I had but small encouragement to give her, and indeed could say but very little, but I got her to compose herself a little, and not let any of the people of the ship understand what she meant or what she said; but even in her greatest composure she continued to express herself with the utmost dread and terror on account of the wicked life she had lived, crying out she should be damned, and the like, which was very terrible to me, who knew what condition I was in myself.

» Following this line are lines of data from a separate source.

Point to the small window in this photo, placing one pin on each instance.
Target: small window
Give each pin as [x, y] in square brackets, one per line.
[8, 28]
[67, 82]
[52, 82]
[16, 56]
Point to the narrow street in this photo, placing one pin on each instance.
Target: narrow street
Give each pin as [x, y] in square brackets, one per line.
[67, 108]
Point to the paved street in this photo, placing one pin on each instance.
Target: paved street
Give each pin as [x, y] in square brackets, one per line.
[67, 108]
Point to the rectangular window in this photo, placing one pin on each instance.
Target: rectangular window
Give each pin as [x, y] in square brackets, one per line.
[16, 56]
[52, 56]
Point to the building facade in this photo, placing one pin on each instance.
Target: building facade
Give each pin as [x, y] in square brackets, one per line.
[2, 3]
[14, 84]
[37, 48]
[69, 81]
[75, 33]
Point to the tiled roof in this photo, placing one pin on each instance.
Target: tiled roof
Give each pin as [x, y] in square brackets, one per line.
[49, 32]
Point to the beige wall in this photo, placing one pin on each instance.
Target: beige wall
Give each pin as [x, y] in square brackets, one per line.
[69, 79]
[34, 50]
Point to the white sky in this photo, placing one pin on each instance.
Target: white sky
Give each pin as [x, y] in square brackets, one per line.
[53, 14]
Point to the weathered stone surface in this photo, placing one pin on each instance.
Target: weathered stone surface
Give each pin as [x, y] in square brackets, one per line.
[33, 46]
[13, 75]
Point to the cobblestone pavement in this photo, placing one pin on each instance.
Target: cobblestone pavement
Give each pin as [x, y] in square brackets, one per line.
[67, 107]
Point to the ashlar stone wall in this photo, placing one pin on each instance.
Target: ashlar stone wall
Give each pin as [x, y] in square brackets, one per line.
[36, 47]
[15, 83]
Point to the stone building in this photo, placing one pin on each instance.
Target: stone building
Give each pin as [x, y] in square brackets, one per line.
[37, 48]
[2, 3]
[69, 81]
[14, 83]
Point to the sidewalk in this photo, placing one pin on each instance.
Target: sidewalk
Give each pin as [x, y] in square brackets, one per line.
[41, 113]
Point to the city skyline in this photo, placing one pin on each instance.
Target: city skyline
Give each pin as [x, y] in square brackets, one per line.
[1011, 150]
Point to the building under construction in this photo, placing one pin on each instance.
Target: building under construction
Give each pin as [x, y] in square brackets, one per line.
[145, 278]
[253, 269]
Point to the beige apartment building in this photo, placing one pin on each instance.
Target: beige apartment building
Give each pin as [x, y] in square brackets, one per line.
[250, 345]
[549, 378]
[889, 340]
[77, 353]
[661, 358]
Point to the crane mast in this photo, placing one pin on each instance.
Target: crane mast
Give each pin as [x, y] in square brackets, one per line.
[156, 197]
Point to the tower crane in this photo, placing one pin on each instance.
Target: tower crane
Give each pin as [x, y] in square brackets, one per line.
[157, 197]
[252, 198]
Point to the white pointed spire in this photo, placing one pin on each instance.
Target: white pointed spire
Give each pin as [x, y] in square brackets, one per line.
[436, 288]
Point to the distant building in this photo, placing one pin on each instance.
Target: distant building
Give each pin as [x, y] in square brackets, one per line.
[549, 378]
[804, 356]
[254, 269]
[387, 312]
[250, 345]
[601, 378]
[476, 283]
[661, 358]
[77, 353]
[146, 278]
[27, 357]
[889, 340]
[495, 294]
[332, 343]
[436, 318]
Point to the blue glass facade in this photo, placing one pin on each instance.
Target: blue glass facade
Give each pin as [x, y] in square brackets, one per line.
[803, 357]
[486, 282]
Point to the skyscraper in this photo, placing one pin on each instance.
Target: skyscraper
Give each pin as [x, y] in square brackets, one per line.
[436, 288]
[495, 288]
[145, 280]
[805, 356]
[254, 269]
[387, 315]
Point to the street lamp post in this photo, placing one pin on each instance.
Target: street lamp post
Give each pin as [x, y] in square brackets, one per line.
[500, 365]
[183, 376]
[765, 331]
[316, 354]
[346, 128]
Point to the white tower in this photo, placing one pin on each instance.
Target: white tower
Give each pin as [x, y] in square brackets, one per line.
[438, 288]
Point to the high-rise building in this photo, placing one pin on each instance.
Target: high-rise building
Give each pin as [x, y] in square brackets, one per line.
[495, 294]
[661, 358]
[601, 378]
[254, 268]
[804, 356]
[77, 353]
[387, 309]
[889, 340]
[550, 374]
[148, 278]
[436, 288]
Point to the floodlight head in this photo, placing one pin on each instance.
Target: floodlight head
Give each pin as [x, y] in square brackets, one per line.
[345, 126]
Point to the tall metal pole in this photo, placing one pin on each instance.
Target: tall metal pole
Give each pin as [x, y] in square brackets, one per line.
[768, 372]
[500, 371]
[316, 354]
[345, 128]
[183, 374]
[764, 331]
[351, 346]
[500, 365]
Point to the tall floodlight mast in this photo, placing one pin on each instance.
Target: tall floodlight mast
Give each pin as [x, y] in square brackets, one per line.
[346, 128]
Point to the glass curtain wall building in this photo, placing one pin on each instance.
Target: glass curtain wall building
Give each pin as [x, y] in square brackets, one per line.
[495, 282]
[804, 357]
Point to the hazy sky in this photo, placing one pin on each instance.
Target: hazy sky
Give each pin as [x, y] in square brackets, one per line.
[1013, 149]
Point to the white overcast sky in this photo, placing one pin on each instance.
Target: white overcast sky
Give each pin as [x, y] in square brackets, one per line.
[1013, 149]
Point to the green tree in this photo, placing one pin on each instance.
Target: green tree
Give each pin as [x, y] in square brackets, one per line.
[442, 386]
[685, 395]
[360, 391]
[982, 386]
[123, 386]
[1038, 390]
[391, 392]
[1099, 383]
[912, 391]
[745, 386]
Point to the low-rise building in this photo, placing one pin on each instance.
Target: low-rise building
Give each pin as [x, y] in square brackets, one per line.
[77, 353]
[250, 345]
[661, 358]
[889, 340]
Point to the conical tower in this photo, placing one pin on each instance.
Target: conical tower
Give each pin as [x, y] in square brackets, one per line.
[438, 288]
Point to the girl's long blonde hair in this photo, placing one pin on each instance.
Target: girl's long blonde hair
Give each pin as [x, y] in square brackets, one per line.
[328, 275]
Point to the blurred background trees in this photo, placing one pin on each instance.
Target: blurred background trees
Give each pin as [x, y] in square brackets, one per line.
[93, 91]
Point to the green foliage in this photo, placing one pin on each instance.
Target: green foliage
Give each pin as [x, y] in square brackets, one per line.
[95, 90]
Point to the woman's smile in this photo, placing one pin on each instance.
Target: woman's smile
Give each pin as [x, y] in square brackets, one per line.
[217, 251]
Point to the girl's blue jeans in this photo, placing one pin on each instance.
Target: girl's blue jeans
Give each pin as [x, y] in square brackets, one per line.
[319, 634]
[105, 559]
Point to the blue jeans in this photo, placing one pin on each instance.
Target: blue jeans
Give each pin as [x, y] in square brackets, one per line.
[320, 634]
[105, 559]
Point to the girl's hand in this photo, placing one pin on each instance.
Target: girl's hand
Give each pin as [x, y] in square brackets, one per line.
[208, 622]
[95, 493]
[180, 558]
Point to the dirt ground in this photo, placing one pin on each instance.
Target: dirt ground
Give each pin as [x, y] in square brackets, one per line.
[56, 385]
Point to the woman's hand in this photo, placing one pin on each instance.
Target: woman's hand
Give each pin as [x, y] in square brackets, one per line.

Upon these serious considerations, I was very penitent too for my former sins, and cried out, though softly, two or three times, "Lord, have mercy upon me!" To this I added abundance of resolutions of what a life I would live if it should please God but to spare my life but this one time; how I would live a single and a virtuous life, and spend a great deal of what I had thus wickedly got in acts of charity and doing good.

Under these dreadful apprehensions I looked back on the life I had led with the utmost contempt and abhorrence. I blushed, and wondered at myself how I could act thus, how I could divest myself of modesty and honour, and prostitute myself for gain; and I thought, if ever it should please God to spare me this one time from death, it would not be possible that I should be the same creature again.

Amy went farther; she prayed, she resolved, she vowed to lead a new life, if God would spare her but this time. It now began to be daylight, for the storm held all night long, and it was some comfort to see the light of another day, which none of us expected; but the sea went mountains high, and the noise of the water was as frightful to us as the sight of the waves; nor was any land to be seen, nor did the seamen know whereabout they were. At last, to our great joy, they made land, which was in England, and on the coast of Suffolk; and the ship being in the utmost distress, they ran for the shore at all hazards, and with great difficulty got into Harwich, where they were safe, as to the danger of death; but the ship was so full of water and so much damaged that if they had not laid her on shore the same day she would have sunk before night, according to the opinion of the seamen, and of the workmen on shore too who were hired to assist them in stopping their leaks.

Amy was revived as soon as she heard they had espied land, and went out upon the deck; but she soon came in again to me. "Oh, madam!" says she, "there's the land indeed to be seen. It looks like a ridge of clouds, and may be all a cloud for aught I know; but if it be land, 'tis a great way off, and the sea is in such a combustion, we shall all perish before we can reach it.